Japanese Web Design English Language Web Design 英語のWebサイトデザイン

Japanese Web Design is underpinned by the belief that there should be a distinction between the content and the website design; for this reason, internet surfing has become a rather simple and straightforward task. There is little use of images and video and more use of text since the functionality of the site is more important than how it looks. This however is changing with modern website design and the new generation using the internet more than their predecessors.

1. Over-crowded webpages 

Japanese Web Design uses a lot of content and it can sometimes be hard to navigate around the website. There is no negative space where users can be drawn, whereas Western websites usually use ample negative space to draw users to the content the website wants them to see.

Maybe the West seems to have developed an appreciation for things that are more sophisticated than Japanese people, and as such the Japanese do not want to waste items, or space, even in the digital world.

However, with the right themes, websites can be created with a Japanese Web Design that both attracts your target audience, and new users to your website.

Japanese Web Design ExampleA Japanese Web Design example: Rakuten Western Web Design ExampleA Western Web Design example: Mercari

2. Text, Characters, and Fonts

Humans are inherently visual learners by trait. The difference we see between Western and Japanese consumers may come from the difference in the symbols the languages use.

Japanese text, by default, is made from images. Kanji characters especially, can give a lot of information even in one sentence due to the visual nature of the symbols. This also has a flow-on effect when used in content as Japanese consumes less space compared to English texts. It takes less space but can describe an entire meaning. You would think that would mean Japanese websites would be less cluttered, however, the need for the Japanese consumer to extensively understand a product before buying, creates a text-heavy description of many things on the website.

On the other hand, western websites are more limited when it comes to text. This could be down to the difference with the Western alphabet being less image-based and therefore a need to focus on increased image-based content to help sell a product to the Western visual learner.

3. Images and Graphics 

Websites in Japan are inherently packed by design. The images on Japanese websites are low resolution. However, on the other hand, websites in the West have high-resolution images, which have more impact.

Japanese viewers on websites might prefer smaller, low-resolution images but it is probably down to the fact that there is a high reliance on a text-based product. It may be an admirable choice for Japanese viewers; however, it may not be a good choice for Western audiences.

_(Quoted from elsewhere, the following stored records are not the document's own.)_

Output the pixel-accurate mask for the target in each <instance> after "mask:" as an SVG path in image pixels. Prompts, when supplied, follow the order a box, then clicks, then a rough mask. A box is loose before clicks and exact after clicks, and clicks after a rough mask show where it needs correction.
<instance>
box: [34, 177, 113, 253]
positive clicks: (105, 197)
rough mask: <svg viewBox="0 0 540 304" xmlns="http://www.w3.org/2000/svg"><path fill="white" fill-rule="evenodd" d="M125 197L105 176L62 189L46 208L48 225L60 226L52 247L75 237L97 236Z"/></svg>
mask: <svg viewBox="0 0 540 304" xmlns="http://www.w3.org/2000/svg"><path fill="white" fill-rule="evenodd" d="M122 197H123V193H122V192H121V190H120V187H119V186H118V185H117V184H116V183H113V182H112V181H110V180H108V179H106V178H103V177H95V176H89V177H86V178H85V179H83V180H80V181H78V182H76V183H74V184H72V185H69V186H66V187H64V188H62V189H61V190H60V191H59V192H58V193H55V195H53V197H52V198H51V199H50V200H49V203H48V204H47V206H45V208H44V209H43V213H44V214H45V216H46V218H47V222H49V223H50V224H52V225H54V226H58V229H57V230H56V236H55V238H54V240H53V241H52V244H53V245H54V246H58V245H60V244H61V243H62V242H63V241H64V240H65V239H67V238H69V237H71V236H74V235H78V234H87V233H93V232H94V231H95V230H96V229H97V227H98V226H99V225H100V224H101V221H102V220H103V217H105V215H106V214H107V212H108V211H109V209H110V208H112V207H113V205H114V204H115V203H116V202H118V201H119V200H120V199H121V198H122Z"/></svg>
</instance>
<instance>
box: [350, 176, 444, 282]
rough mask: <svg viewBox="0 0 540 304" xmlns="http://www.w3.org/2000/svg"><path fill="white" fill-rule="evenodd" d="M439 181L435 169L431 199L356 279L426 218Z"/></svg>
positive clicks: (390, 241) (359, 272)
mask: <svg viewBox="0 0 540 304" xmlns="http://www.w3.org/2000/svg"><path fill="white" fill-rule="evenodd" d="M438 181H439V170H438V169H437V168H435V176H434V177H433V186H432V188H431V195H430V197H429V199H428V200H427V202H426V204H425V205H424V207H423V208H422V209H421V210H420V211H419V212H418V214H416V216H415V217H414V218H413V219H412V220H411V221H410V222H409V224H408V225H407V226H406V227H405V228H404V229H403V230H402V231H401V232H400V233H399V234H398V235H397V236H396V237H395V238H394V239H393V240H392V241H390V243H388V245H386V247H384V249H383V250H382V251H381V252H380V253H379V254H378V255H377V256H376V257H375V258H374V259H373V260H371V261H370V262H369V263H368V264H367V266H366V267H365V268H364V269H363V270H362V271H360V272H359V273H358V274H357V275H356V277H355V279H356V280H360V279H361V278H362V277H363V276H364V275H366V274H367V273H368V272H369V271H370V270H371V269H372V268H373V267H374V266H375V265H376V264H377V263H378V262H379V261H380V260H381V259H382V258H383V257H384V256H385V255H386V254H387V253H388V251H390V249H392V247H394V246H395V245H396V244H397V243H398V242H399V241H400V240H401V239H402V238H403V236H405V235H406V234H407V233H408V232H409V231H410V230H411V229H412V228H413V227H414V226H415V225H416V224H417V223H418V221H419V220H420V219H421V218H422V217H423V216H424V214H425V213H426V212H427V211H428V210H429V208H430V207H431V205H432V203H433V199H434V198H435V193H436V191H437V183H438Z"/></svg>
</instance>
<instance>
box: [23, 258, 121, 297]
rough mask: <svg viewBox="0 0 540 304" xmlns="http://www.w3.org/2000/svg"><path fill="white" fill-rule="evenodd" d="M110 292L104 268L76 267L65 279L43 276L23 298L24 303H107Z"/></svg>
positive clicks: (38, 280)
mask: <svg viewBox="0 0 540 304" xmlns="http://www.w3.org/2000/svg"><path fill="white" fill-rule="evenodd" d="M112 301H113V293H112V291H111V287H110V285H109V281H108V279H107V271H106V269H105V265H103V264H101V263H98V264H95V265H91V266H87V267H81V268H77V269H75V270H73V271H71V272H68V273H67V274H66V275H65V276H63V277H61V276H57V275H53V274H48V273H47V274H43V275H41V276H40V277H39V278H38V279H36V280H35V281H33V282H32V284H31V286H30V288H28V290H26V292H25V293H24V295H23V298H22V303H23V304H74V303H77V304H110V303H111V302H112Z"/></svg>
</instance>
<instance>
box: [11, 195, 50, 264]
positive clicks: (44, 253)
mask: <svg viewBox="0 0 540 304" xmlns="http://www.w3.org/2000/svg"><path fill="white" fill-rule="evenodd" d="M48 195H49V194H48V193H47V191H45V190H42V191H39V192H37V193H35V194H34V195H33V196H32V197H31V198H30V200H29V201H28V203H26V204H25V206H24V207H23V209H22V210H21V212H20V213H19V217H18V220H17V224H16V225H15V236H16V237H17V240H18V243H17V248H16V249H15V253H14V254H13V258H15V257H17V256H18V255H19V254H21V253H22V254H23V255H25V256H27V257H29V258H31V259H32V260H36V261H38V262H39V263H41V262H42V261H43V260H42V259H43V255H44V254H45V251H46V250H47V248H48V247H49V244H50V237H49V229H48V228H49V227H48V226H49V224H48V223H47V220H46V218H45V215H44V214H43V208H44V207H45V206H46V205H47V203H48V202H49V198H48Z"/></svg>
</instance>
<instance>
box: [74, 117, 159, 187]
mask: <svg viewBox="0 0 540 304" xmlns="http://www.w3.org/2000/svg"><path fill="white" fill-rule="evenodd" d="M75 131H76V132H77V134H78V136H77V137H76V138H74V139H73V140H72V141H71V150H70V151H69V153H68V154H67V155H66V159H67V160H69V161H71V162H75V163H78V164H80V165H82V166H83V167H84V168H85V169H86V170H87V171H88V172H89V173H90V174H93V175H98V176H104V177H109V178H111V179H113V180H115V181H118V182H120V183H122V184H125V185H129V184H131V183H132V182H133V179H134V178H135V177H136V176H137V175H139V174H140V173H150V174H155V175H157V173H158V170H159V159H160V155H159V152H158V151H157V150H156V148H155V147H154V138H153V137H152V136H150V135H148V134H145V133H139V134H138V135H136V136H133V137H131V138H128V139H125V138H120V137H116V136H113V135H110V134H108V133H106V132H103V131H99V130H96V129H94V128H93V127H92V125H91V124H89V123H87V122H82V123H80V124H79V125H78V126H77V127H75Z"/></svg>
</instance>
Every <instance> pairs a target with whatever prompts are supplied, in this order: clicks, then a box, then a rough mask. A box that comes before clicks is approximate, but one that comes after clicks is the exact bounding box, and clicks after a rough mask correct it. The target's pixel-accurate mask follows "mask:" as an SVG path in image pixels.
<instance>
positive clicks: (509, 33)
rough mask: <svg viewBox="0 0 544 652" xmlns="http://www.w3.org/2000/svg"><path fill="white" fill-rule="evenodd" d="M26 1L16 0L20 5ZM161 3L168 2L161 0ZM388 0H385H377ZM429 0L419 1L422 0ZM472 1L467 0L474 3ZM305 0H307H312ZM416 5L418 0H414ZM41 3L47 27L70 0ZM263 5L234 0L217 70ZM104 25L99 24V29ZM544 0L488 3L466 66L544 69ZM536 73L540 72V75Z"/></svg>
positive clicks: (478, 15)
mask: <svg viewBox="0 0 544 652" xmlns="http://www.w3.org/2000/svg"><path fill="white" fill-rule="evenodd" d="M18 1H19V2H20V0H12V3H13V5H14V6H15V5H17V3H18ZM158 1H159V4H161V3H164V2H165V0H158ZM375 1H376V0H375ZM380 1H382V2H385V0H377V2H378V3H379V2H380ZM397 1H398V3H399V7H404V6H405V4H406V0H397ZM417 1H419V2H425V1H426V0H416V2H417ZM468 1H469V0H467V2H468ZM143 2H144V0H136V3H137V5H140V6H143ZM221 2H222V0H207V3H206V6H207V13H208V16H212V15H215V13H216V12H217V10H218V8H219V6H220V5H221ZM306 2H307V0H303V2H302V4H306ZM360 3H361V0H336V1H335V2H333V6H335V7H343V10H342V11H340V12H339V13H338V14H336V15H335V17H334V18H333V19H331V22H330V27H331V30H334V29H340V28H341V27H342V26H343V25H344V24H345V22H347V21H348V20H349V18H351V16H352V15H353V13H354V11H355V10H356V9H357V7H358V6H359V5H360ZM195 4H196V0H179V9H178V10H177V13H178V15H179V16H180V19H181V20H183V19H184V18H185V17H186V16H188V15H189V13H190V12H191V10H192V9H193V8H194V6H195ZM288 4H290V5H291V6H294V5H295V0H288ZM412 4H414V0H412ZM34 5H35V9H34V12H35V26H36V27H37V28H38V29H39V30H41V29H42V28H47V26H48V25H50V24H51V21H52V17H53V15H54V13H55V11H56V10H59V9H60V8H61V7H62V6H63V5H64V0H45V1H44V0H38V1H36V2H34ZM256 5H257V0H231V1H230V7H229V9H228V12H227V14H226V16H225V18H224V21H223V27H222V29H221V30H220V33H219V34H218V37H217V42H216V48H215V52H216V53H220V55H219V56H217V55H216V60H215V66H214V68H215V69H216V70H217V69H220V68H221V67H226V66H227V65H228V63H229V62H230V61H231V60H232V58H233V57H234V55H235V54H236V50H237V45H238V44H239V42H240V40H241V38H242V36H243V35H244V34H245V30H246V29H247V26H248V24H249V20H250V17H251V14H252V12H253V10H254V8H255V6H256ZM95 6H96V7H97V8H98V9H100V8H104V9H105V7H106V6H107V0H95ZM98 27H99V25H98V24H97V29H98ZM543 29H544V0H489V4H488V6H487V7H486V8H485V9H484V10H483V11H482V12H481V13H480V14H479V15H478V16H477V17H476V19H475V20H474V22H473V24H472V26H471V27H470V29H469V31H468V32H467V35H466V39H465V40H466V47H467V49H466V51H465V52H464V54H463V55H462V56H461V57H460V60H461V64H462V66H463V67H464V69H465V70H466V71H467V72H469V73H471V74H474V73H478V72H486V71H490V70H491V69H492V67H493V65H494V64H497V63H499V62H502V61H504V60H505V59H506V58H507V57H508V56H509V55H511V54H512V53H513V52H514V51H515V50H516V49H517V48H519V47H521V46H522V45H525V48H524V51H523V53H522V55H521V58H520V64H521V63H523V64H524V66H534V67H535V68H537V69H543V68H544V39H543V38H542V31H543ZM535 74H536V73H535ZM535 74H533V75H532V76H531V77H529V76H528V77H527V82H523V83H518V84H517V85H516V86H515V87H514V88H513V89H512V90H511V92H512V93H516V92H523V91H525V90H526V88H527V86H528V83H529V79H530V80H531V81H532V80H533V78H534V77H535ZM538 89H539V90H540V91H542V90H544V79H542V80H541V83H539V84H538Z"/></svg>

There are times when smaller images and graphics may not be a good solution for the website if the visitors are accustomed to a more Western design with better images and details. The design choice is key to your website’s reputation if your target audience is not used to the smaller visuals.

4. A Striking Color Palette

Japanese websites, compared to their Western counterparts, are historically a lot more brash when it comes to color choice and design. Where a Western website may have 3-5 colors that are matched and more conservative, a Japanese website uses more clashing colors that are from a primary color-based palette. Vibrant use of primary color is seen in Japanese society and a visual example of this is if you walk down the street in Shinjuku or Shibuya you will see the cacophony of colors trying to gain your attention. This is changing in modern Japanese website design with the increase of foreign influence in the website design world. 

Finding the right balance of color in your website is needed with understanding who is your target audience and how you can be accessible to them without ignoring potential new users to your website.

Adobe Color Trends: https://color.adobe.com/trends

5. Technical Differences

  • The high rate of old browser users in Japan. Yes, old browser use in Japan is a thing. Where Western users generally use the latest technology on browsers and hardware, Japanese consumers may be hindered by their technology. If you look at banks, city offices, the postal service, and the like, the contradiction is very visual. The use of older technologies and browsers may also be a factor in why Japanese web design seems a little bit less modern in design.  
  • Japanese web fonts are very limited and consume a lot of memory. English web fonts are more available than their Japanese counterparts. That is just a pure fact. Japanese fonts are therefore less supported and use more memory so it can be a hindrance when it comes to website performance. 
  • Language barrier on the programming side. Most coding language is designed in English with an English-speaking user in mind. The predominately Japanese-speaking web design community in Japan is a slight hindrance when it comes to the brass tacks of website design because of this. Generally, the use of modern coding and design flow is delayed due to the language barrier and this of course has a flow on affect at the end product of the website.


Understanding who your target audience is can help when deciding on a website that is accessible to a larger audience. Understanding the differences can help but also keeping up with modern trends in both Japan and the West can help when it comes to following through with a web design for your business. Working with a design team that understands all of those factors is also key to a successful conversion rate.